In a White House ceremony aimed at showcasing presidential statesmanship, Trump hosted more than 700 guests on the South Lawn to witness the sealing of the agreements between Israel, the United Arab Emirates and Bahrain.
Israeli Prime Minister Benjamin Netanyahu was to sign agreements with Emirati Foreign Minister Sheikh Abdullah bin Zayed al-Nahyan and Bahrain's Foreign Minister Abdullatif Al Zayani.
The deals would make them the third and fourth Arab states to take such steps to normalise ties since Israel signed peace treaties with Egypt in 1979 and Jordan in 1994.
The agreements, which have drawn bitter condemnation from the Palestinians, mark an improbable diplomatic victory for Trump.
Feeling increasingly abandoned, Palestinian leaders urged demonstrations in the occupied territories and outside embassies of the United States, Israel, Bahrain and the UAE to protest what they called "shameful agreements."
Trump has spent his presidency forecasting deals on such intractable problems as North Korea's nuclear program only to find actual achievements elusive.

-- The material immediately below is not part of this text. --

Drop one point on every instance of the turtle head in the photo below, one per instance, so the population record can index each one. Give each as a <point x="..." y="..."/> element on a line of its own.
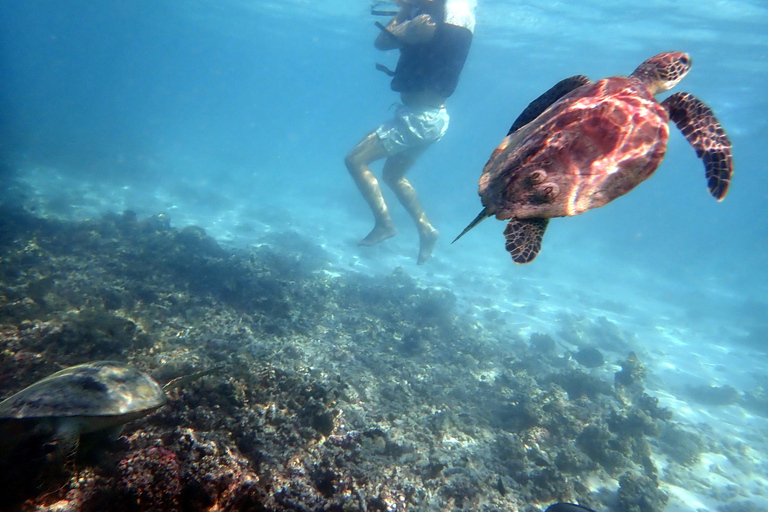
<point x="662" y="72"/>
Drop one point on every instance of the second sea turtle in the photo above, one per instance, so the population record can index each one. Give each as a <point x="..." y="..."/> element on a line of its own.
<point x="95" y="397"/>
<point x="582" y="144"/>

He is up for re-election on November 3 and the accords could help him shore up support among pro-Israel Christian evangelical voters, an important part of his political base.
Bringing Israel, the UAE and Bahrain together reflects their shared concern about Iran's rising influence in the region and development of ballistic missiles. Iran has been critical of both deals.

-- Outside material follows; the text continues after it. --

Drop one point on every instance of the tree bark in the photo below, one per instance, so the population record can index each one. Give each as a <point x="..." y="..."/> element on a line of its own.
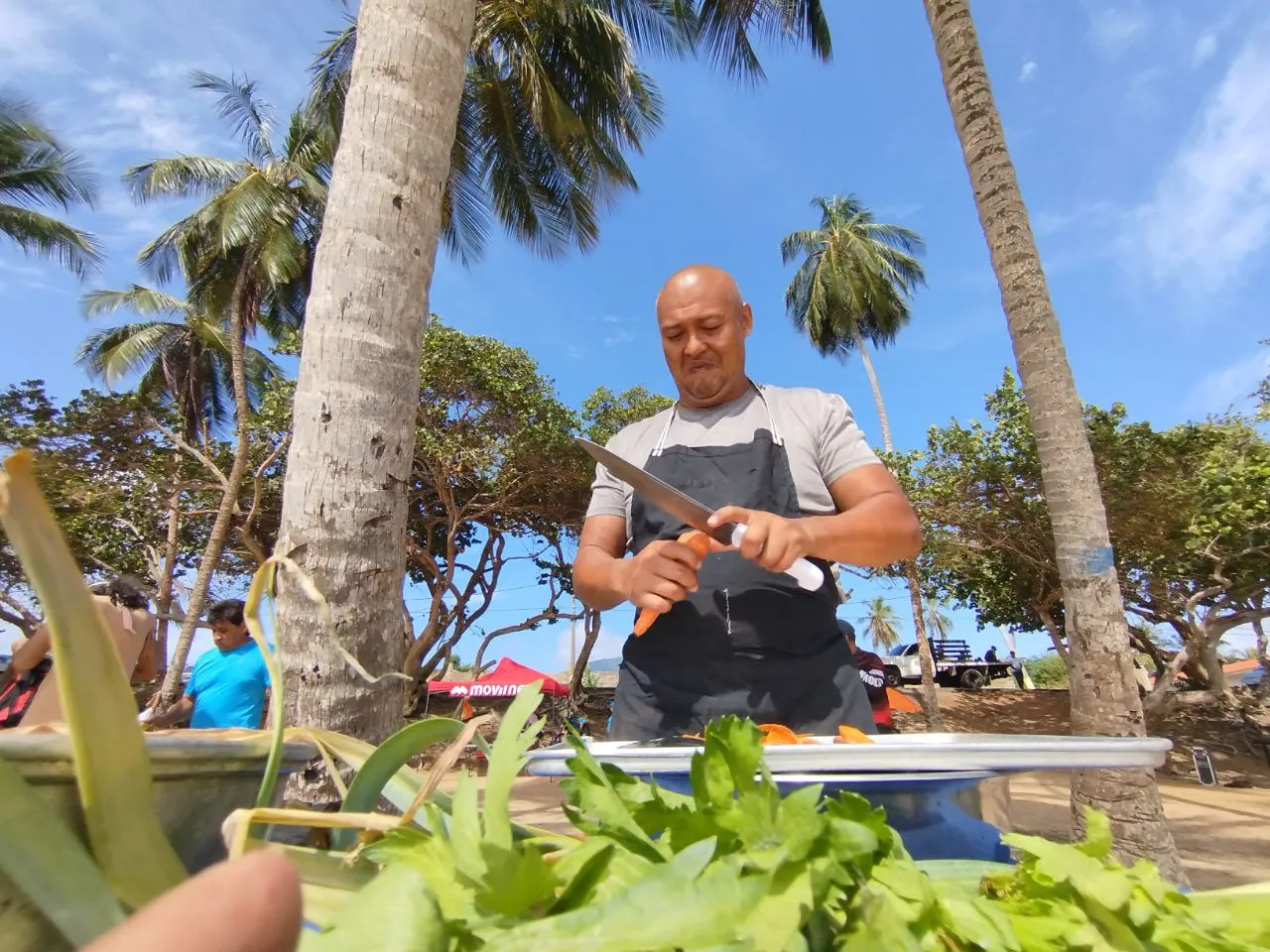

"Instead of focusing on past conflicts, people are now focused on creating a vibrant future filled with endless possibilities," White House senior adviser Jared Kushner said in a statement late on Monday.
Kushner helped negotiate the agreements and is trying to persuade more Gulf countries to strike similar accords with Israel.

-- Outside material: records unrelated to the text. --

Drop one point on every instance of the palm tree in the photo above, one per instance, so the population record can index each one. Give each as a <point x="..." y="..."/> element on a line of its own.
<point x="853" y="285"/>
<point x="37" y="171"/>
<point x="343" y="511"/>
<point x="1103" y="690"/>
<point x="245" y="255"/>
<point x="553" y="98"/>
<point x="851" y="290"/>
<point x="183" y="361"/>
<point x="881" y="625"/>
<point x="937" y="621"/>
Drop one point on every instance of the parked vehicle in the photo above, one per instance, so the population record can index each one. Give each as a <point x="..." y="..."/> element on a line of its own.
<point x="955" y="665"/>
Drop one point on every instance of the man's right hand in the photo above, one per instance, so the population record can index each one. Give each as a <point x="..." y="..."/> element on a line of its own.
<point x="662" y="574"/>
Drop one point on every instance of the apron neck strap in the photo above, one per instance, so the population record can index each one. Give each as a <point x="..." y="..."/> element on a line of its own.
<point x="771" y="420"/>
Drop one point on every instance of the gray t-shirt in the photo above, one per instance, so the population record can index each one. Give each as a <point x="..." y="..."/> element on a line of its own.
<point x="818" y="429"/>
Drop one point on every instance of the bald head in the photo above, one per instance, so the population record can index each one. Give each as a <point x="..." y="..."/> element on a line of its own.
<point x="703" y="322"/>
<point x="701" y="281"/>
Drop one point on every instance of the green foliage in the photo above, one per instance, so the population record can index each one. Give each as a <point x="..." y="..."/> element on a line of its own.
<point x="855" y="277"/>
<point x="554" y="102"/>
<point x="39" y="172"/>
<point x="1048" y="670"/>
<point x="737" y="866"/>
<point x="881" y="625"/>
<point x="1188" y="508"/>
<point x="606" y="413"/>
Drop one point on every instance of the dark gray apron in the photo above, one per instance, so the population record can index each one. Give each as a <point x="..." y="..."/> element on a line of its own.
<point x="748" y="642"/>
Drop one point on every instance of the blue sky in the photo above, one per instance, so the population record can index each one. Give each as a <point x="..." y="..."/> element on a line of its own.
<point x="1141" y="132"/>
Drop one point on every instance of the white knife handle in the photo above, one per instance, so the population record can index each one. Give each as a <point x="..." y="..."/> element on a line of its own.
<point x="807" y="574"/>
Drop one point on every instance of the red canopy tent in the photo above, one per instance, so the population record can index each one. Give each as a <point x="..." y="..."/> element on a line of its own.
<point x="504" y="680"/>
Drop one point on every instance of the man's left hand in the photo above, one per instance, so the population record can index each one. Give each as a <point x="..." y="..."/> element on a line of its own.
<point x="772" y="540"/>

One target of White House appeals is Oman, whose leader spoke with Trump last week.
Another is Saudi Arabia, the biggest Gulf Arab power. So far the Saudis, whose king is custodian of Islam's holiest sites and rules the world's largest oil exporter, have signaled they are not ready.
NETANYAHU UNDER PRESSURE
Although a diplomatic win for Netanyahu, the signing ceremony took place while he faces criticism at home of his handling of the coronavirus pandemic and a corruption trial on charges of bribery, fraud and breach of trust that has led to frequent street protests.
Netanyahu denies any wrongdoing and describes his trial as a leftist political witch-hunt aimed at unseating a popular right-wing leader.
Netanyahu signaled on Monday that Israel's deals with the two Gulf Arab states may still be works in progress.
The accords have left the Palestinians feeling abandoned by some of their closest traditional Arab allies, reports Reuters.
The Palestinian leadership, which has long accused Trump of pro-Israel bias, has denounced the Arab rapprochement with Israel as a betrayal of their cause, even though Netanyahu agreed, in return for normalization with the UAE, to suspend a plan to annex parts of the occupied West Bank.
Palestinians view the new agreements as weakening a longstanding pan-Arab position that calls for Israeli withdrawal from occupied territory and acceptance of Palestinian statehood in return for normal relations with Arab countries.
Though negotiations between Israel and the Palestinians last broke down in 2014, some Gulf Arab states and several other Arab countries have long had quiet, informal contacts with Israel.